Daily Record infographic by Colton Ashabranner
Hays County reports 8 new COVID-19 cases, active count crosses 100
Hays County reported an additional eight new lab-confirmed COVID-19 cases Friday, raising the total case amount to 266.
The county currently has 105 active cases, according to county epidemiologist Eric Schneider.
The Hays County Local Health Department has received 2,966 negative tests and has 230 tests pending. Schneider said many of the test results pending are from tests conducted at nursing homes as required by Gov. Greg Abbott.
As of Friday, 158 county residents have recovered from the disease. There have been 28 hospitalizations caused by the coronavirus, including six current hospitalizations.
Hays County has seen three fatalities since the first positive diagnosis of the disease on March 14 — A woman in her 80s who was living with a relative in Buda, a Wimberley resident in their 90s and a San Marcos resident who was in their 60s.
Five of the eight new COVID-19 cases reported Thursday originate from Kyle, which has now seen 132 total cases and has 61 active cases. Buda recorded two new cases since Thursday, raising the total case count to 33 and active count to 12. Wimberley tallied one new virus case since Thursday, raising its case count to 11 total and four active cases.
San Marcos has had 71 total cases, including 24 active cases. Austin, within Hays County, has had seven total virus cases and has three active cases. Dripping Springs has had six total cases and has one active case. Driftwood and Niederwald have had two total cases each.
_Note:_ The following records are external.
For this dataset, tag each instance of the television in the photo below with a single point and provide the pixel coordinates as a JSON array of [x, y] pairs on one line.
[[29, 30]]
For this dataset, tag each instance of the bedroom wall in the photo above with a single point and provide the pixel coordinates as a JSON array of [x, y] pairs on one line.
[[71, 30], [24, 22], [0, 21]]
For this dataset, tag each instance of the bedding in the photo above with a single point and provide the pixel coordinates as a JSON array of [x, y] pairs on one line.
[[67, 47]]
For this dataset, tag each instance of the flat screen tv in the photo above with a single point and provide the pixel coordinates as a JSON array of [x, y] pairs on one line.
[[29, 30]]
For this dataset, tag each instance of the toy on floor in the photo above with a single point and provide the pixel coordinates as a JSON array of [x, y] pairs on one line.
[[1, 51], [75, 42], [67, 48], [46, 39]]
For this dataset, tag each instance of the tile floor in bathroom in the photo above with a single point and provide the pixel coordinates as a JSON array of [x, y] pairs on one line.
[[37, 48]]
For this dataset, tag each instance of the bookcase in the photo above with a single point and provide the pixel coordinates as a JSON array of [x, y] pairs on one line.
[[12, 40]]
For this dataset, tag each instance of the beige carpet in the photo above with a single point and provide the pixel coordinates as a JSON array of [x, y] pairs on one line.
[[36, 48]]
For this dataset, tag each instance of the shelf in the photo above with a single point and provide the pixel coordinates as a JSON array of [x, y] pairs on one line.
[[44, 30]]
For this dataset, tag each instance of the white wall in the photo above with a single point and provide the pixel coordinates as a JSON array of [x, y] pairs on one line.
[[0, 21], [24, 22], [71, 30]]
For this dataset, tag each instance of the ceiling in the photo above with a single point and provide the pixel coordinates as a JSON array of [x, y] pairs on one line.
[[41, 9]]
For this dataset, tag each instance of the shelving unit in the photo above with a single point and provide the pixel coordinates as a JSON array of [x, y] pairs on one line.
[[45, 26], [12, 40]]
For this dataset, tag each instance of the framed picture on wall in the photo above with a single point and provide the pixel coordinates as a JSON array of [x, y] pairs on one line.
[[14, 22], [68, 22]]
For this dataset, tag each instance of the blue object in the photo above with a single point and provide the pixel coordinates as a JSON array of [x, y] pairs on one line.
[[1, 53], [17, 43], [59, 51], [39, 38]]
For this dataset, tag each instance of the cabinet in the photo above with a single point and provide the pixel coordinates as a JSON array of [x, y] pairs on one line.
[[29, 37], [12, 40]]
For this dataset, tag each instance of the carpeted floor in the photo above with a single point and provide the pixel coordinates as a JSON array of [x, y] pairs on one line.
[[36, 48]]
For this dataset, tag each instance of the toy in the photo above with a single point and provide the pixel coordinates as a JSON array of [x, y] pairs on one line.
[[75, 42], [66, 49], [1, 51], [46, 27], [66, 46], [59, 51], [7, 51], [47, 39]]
Bear Creek and Uhland have each seen one total case.
One-hundred-fifty females and 116 males have been diagnosed with the coronavirus in Hays County.
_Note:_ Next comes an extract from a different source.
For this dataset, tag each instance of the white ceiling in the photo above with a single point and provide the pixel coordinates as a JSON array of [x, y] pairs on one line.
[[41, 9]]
Fifty-nine county residents diagnosed with COVID-19 are between 20-29 years old. Fifty-five county residents who have been diagnosed with COVID-19 are between 30-39 years old. Fifty-four residents fall in the 50-59-year-old age range. Thirty-nine people diagnosed with the disease are 40-49 years old. Twenty-five patients are 60-69 years old, 11 are between 10-19 years old, 11 are 70-79 years old, nine are 80 and older and three are 9 years old or younger.
According to the county, only 10 patients who tested positive for COVID-19 traveled before becoming sick, while 256 residents had no travel history before becoming symptomatic.
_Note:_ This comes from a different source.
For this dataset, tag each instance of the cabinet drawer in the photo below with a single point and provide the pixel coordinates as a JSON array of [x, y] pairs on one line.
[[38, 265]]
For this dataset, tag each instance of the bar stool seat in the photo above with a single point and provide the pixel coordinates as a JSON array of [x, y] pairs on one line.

The Texas Department of State Health Services reported Friday that 53,349 Texans have been diagnosed with COVID-19 and there have been 1,480 fatalities. The DSHS estimates that 32,277 Texans have recovered from the disease.
Symptoms of COVID-19 can appear between 2-14 days of exposure to the virus. Symptoms include fever, cough and shortness of breath. The Centers for Disease Control and Prevention states that people should seek medical attention if they display one or more of the following symptoms: difficulty breathing or shortness of breath; persistent pain or pressure in the chest; new confusion or inability to arouse; or bluish lips or face. The CDC recommends calling a doctor’s office or emergency room before going. Those who self-isolate with COVID-19 can leave self-isolation if they haven't had a fever for at least 72 hours (without the use of medicine that reduces fevers), symptoms have improved and it’s been at least 7 days since symptoms first appeared, according to the CDC.